Apol wrote that an outside group requested he investigate whether Trump was legally required to report his debt to Cohen on last year’s financial disclosure form (which Trump did not do). Apol concluded that, yes, Trump was legally required to report it. And he wrote that Rosenstein may find that information “relevant to any inquiry you may be pursuing.”

Walter Shaub — Apol’s predecessor at the Office of Government Ethics, who resigned last year after clashes with Trump officials and has frequently criticized Trump in the media since — tweeted that this was “tantamount to a criminal referral,” reporting Trump “for potentially committing a crime.”

It is unclear what the Justice Department will do with this information. But it adds to the lengthening list of legal problems Trump may face related to the Daniels payment and the investigation into Cohen.

The president, like other federal employees, is required to fill out a financial disclosure form each year. Yet Trump’s first such form — submitted in June 2017, and covering 2016 and early 2017 — makes no mention of a debt to Cohen.

So the White House remained cagey on what exactly happened here until, in the wake of the FBI raids on Cohen’s offices, they put out at least part of their version of events. At some point in 2017, they said, Trump repaid Cohen for the money. He did so through, they claim, monthly payments to keep Cohen on retainer.Trump decided to try to have it both ways.

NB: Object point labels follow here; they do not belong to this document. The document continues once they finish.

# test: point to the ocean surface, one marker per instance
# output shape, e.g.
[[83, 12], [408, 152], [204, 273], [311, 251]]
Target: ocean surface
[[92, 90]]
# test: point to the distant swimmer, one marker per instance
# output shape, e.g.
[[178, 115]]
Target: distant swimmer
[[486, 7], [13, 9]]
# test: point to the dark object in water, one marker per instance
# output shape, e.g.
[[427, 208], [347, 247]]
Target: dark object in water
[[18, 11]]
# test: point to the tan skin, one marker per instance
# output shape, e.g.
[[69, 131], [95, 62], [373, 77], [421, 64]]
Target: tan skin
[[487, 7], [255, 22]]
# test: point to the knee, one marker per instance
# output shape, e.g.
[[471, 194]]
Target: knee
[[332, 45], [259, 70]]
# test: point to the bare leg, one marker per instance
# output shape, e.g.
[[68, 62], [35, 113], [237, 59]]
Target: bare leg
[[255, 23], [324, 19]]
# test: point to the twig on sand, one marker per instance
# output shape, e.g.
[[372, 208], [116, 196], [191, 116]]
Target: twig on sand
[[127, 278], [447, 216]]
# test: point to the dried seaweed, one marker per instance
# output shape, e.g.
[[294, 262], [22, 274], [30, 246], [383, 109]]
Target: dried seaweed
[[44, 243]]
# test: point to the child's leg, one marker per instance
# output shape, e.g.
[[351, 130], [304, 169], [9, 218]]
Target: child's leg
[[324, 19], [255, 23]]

In the form, his team does not disclose the Cohen debt alongside Trump’s other liabilities. Instead, they mention it at the bottom of the relevant page in a note saying it was fully paid back in 2017. They claim that they don’t believe Trump was legally required to disclose this, but that “in the interest of transparency,” they’ve decided to do so anyway.

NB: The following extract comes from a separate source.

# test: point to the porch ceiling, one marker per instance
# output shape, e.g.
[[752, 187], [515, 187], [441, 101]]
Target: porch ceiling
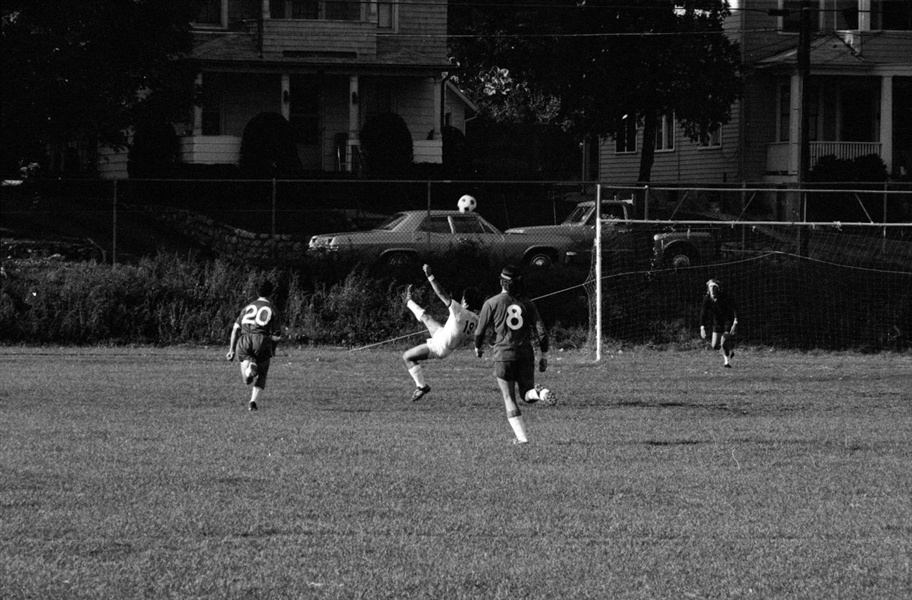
[[827, 52], [241, 48]]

But the OGE didn’t buy their argument. Acting Director Apol added his own note stating that the Cohen payment information “is required to be reported” and should have been listed by Trump as a reportable liability.

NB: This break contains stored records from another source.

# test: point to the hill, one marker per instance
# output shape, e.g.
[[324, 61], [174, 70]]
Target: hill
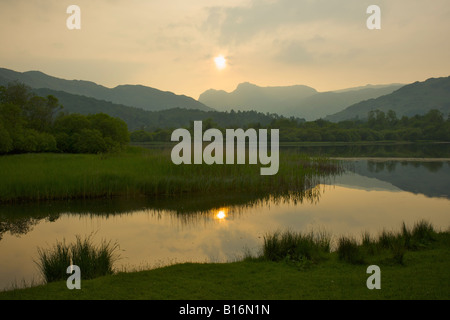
[[137, 118], [131, 95], [297, 101], [414, 99]]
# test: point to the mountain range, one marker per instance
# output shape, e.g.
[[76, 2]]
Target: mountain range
[[409, 100], [297, 101], [130, 95], [146, 107]]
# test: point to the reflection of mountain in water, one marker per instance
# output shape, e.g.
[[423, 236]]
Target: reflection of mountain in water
[[20, 219], [429, 178]]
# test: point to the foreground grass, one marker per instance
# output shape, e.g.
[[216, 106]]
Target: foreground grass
[[138, 171], [423, 274]]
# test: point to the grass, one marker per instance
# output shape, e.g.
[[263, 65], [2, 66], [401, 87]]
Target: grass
[[149, 172], [296, 247], [423, 274], [94, 261], [420, 236]]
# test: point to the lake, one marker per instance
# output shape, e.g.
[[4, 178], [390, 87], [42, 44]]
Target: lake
[[374, 193]]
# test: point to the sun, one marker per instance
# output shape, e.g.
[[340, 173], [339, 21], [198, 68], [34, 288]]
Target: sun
[[220, 62]]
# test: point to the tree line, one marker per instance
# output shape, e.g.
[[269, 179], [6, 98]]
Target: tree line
[[379, 126], [31, 123]]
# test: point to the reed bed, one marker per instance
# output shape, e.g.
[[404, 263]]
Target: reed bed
[[138, 171], [316, 246], [94, 260]]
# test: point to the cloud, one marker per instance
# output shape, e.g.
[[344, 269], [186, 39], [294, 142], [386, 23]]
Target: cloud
[[238, 25]]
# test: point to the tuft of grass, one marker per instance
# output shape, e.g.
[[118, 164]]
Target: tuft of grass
[[349, 250], [137, 171], [94, 261], [295, 246]]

And Apol didn’t stop there. He publicly released a letter to Deputy Attorney General Rosenstein making OGE’s position clear — that “the payment made by Mr. Cohen is required to be reported as a liability.”

Apol sent both of Trump’s disclosure reports to Rosenstein, saying that he might find them “relevant to any inquiry” he “may be pursuing” about Trump’s earlier, apparently incomplete, disclosure form that didn’t mention the Cohen payment.

So there was already an open investigation into Trump’s financial disclosure statement? Who knew?

UPDATE: The Treasury Department’s inspector general is expanding a probe into leaks of confidential reports about suspicious banking activity by Michael Cohen, President Trump’s former personal attorney to include an uncorroborated allegation that some of those reports were mysteriously absent from a government database. Probe of leaked banking records related to Michael Cohen expands after New Yorker report. The Treasury Department’s Inspector General has launched a probe into the leak.

According to Buzzfeed, Sources Say Cohen Financial Records Are Not Missing, Just Restricted:

Records pertaining to the financial activities of President Trump’s lawyer Michael Cohen are not missing from a government database; rather, Treasury Department officials have taken the highly unusual step of restricting access to them even from certain law enforcement agencies, according to three sources familiar with the matter.

* * *

But three sources familiar with the matter said that access to Cohen’s SARs has merely been limited, not removed. They added that limiting access is rare and must have come from the top of the Treasury Department.

In a statement, a New Yorker spokesperson noted that the story had reported that FinCEN can restrict access to information “deemed highly sensitive” and that the agency may have restricted access to the documents because they relate to ongoing investigations.

In a public statement, FinCEN did not acknowledge Cohen specifically, but did say that FinCEN “will limit access to certain SARs when requested by law enforcement authorities in connection with an ongoing investigation.”

It is still is unknown why the SAR report that leaked out was also not restricted. This just makes what is in the SARs reports that are restricted all the more of interest to the media.